If the evening is long, I’d like breaks. Catch breath
on a chair pushed back from foxtrotters. Fade
But it might be a marathon that ends with collapse,
then the rat-a-tat-tat of his tap dance
for which I have no shoes.
by Catherine Gonick
Catherine Gonick’s work has appeared or is forthcoming in Boston Review, Caveat Lector, Crack the Spine, decomP, DIAGRAM, Front Porch Review, Ginosko, Amarillo Bay, Word Riot, Soul-Lit, Sukoon, Forge, Jet Fuel Review, Notre Dame Review, and Jewish Women’s Literary Annual. Her poetry has also appeared in the Crack the Spine Winter 2015 Anthology. She was awarded the Ina Coolbrith Memorial Prize for Poetry.
Through pink tinted lamp light,
I tilt in the chair,
hair sliding off my shoulders
until my countenance is black
with Japanese heritage
Last night, I woke myself up laughing
Your eyes, ivory with silver shimmer, fell on me
I cradled them until they busted
like a blood clot being bitten
You said “I can see you always.”
“Quit staring.” I moaned in response
“I feel ugly all the time.”
If I let my weight bring me to my knees
and my cheek scrape against the carpet,
I think I will feel pitiful in a sensuous way
I tilt against the lace curtain,
pale with exhaustion, half singing,
The scarecrow argues
that I am dying and need a friend
to take care of me
Of course, he is just hay and rotten garments
He does not understand I am a muscle that absorbs
negativity and dust and
that I do not care if there is an infection
inside of me, or if I am too quiet to realize
I am alive
by Ashlie Allen
Ashlie Allen writes fiction and poetry. Her favorite book is “The Vampire Lestat” by Anne Rice.
A hooker with the 13th chapter of 1st Corinthians tattooed on her side.
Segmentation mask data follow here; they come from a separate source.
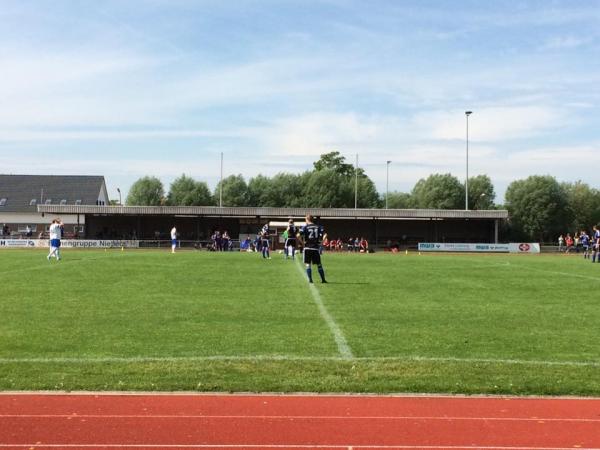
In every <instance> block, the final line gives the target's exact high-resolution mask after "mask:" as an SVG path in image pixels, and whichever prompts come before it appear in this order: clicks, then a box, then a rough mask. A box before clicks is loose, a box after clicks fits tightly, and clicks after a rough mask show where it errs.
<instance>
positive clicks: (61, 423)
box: [0, 393, 600, 450]
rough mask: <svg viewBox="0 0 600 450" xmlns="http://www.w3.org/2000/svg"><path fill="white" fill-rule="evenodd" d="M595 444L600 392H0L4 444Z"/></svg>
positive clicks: (219, 445)
mask: <svg viewBox="0 0 600 450" xmlns="http://www.w3.org/2000/svg"><path fill="white" fill-rule="evenodd" d="M57 448H60V449H72V448H78V449H92V450H96V449H112V448H125V449H136V450H144V449H157V448H160V449H208V448H213V449H253V450H256V449H277V450H287V449H290V450H291V449H305V448H318V449H322V450H354V449H436V450H437V449H455V450H458V449H460V450H462V449H473V448H478V449H490V450H491V449H498V450H499V449H504V450H521V449H523V450H524V449H600V399H572V398H567V399H556V398H513V397H510V398H509V397H444V396H356V395H348V396H317V395H294V396H278V395H275V396H274V395H204V394H199V395H193V394H189V395H188V394H185V395H182V394H168V395H167V394H158V395H138V394H29V393H26V394H12V393H5V394H0V450H4V449H57Z"/></svg>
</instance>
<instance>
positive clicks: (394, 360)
mask: <svg viewBox="0 0 600 450" xmlns="http://www.w3.org/2000/svg"><path fill="white" fill-rule="evenodd" d="M348 360H352V361H356V362H366V363H368V362H397V363H402V362H407V363H409V362H441V363H444V362H455V363H464V364H513V365H533V366H548V367H554V366H557V367H561V366H562V367H600V361H544V360H527V359H494V358H454V357H427V356H410V355H407V356H381V357H378V356H374V357H354V356H352V357H350V358H349V357H345V356H293V355H248V356H241V355H240V356H235V355H214V356H180V357H178V356H133V357H118V356H114V357H113V356H108V357H90V358H81V357H55V358H51V357H50V358H43V357H41V358H0V364H53V363H54V364H102V363H124V364H129V363H161V362H167V363H176V362H194V361H197V362H208V361H217V362H218V361H225V362H228V361H229V362H235V361H241V362H260V361H274V362H276V361H307V362H311V361H314V362H319V361H331V362H336V361H339V362H344V361H348Z"/></svg>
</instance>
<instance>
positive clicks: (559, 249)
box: [558, 234, 565, 252]
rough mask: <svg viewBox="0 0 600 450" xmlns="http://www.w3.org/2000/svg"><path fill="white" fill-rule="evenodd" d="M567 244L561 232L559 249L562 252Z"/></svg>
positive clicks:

Four hundred thirty six Crown Royal bags.
How much I hate stuffed olives.
Not dating Jane Fonda.
Ted Bundy’s last meal.
Arguing from design using a cockroach.
God being ambidextrous.
The never ending generosity of drinkers trying to pick up women in a bar.
A billboard: “My gastric sleeve changed my life.”
George Sanders’ suicide note, beginning “Dear World” and ending “Good Luck!”
The girl I fucked in High School who became a mortician.
Hubie Houston USN (Ret.)–the first man to fire a rocket from a plane.
Contracting food poisoning from bad manna.
The serpent’s side of the story.
Using a fly swatter as a swizzle stick.
On the plus side:
never throwing gum in a urinal.
Visiting Hollywood Forever Cemetery: Peter Lorre in a sliding drawer.
A man at the Salvation Army swimming pool telling me this is the best day of his life.
Screwing my wife and having her say: “Just finish your business.”
Passing out in the Seat of Scoffers.
Memory being an identikit.
Remembering too much.
Not forgetting enough.
Getting off with a warning.
by G. Geis
D.G. Geis divides his time between Houston and the Hill Country of Central Texas. He has an undergraduate degree in English Literature from the University of Houston and a graduate degree in philosophy from California State University. His poetry has appeared in 491 Magazine, Lost Coast, Blue Bonnet Review and is forthcoming in the November/December issue of The Broadkill Review.